5. General Graph directory
Acyclic graphs offer a powerful way to manage files by enabling sharing across directories.
However, unlike tree structures, they come with a key challenge: preventing cycles.
Benefits of Acyclic Graphs:
● Efficient Sharing: Files and directories can be accessed from multiple locations,
streamlining collaboration.
● Reduced Redundancy: Links (pointers) save storage space by referencing existing files
instead of creating duplicates.
● Simplified Algorithms: Traversing the graph and finding unused files can be relatively
straightforward.
● Avoiding Redundant Searches: Shared sections are explored only once, improving
performance.
Challenge: Avoiding Cycles:
● Cycles occur when links create loops within the directory structure.
● This can lead to:
○ Infinite Loops: Search algorithms get stuck endlessly traversing the cycle.
○ Incorrect Results: Files might be missed or counted multiple times.
Solutions to Avoid Cycles:
● Limited Access Depth: Restrict the number of directories a search can explore, preventing
infinite loops in complex structures (may not be ideal for all scenarios).
● Bypassing Links: During directory traversal, ignore links altogether. This ensures cycles
are avoided but might miss files accessible only through links.

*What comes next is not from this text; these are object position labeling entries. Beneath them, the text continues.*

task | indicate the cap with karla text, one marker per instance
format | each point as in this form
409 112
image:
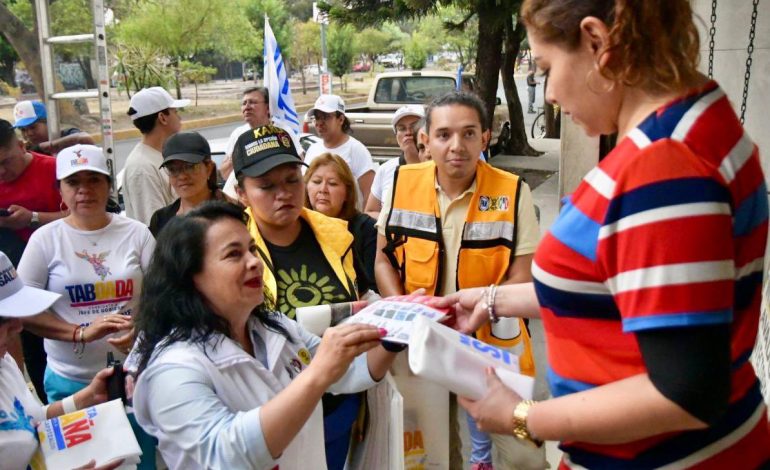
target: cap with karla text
18 300
259 150
152 100
26 113
189 147
408 110
78 158
327 104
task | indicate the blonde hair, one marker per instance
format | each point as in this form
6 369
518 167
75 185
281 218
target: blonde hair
342 169
654 44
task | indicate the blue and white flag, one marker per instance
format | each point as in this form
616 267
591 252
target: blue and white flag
276 80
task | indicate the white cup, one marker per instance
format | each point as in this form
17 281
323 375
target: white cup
315 319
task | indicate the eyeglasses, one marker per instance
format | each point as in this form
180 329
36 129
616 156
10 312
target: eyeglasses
319 116
252 102
182 168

Acyclic Graphs: A Trade-off
While acyclic graphs offer significant benefits for sharing, they require careful management to
avoid cycles. Choosing the appropriate strategy (limited access depth or bypassing links) depends
on the specific needs and priorities of the system.
FILE PROTECTION
Keeping information safe is crucial in any computer system. This involves two main aspects:
1. Reliability: Protecting data from physical damage (like disk failures or power surges). This is
often achieved by making backup copies of files.
2. Protection: Preventing unauthorized access to your data.

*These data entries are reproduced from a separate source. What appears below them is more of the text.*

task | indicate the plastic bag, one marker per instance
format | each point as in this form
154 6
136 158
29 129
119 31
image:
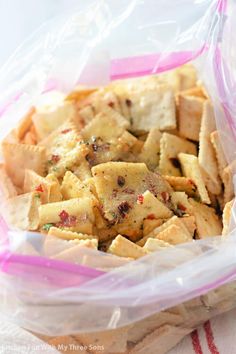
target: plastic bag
99 41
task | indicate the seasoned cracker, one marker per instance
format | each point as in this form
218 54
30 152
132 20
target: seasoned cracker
227 178
6 185
220 156
122 247
226 216
190 115
154 244
174 235
170 147
174 220
24 124
182 184
207 156
150 153
19 157
208 223
22 211
69 235
191 169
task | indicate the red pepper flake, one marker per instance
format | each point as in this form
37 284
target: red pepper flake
64 215
165 196
151 217
39 188
55 158
123 209
140 199
121 181
128 191
181 207
66 219
128 102
65 131
175 162
111 104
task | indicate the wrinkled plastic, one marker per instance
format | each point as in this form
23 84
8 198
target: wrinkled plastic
98 42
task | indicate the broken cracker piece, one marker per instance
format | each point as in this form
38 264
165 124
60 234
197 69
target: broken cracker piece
154 244
19 157
122 247
191 169
170 147
207 156
226 216
207 222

Here's a breakdown of how file protection works:
Why Protection is Needed:
● Multi-user systems allow access to files by multiple people. This creates the need to control who
can access what.
● Protection mechanisms grant controlled access by limiting what users can do with files (read,
write, execute, etc.).
Types of File Access:
● Read: View the contents of a file.
● Write: Modify or overwrite a file's content.
● Execute: Run a program stored in the file.

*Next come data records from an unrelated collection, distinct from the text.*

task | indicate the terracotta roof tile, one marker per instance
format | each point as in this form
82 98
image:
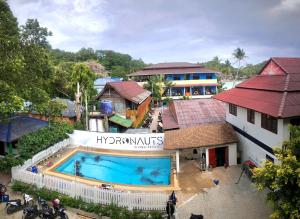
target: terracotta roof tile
200 136
194 112
129 90
289 65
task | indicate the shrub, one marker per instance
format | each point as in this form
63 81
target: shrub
30 144
8 162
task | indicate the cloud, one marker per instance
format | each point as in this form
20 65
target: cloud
286 6
170 30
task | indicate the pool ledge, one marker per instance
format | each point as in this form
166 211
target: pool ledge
173 178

● Append: Add new information to the end of a file.
● Delete: Remove a file permanently.
● List: See the name and properties of a file.
● Other: Additional actions like renaming, copying, or editing files might also be controlled.
Access Control Methods:
1. Access Lists and Groups:
○ Each file/directory has an access list specifying users and their allowed access types
(read, write, etc.).
○ Users are categorized as:
■ Owner: The creator of the file has full control.
■ Group: A set of users sharing the file with similar access needs.
■ Universe: All other users on the system.
○ This method can become cumbersome if many users need access.
2. Password Protection:
○ Each file can have a separate password for access.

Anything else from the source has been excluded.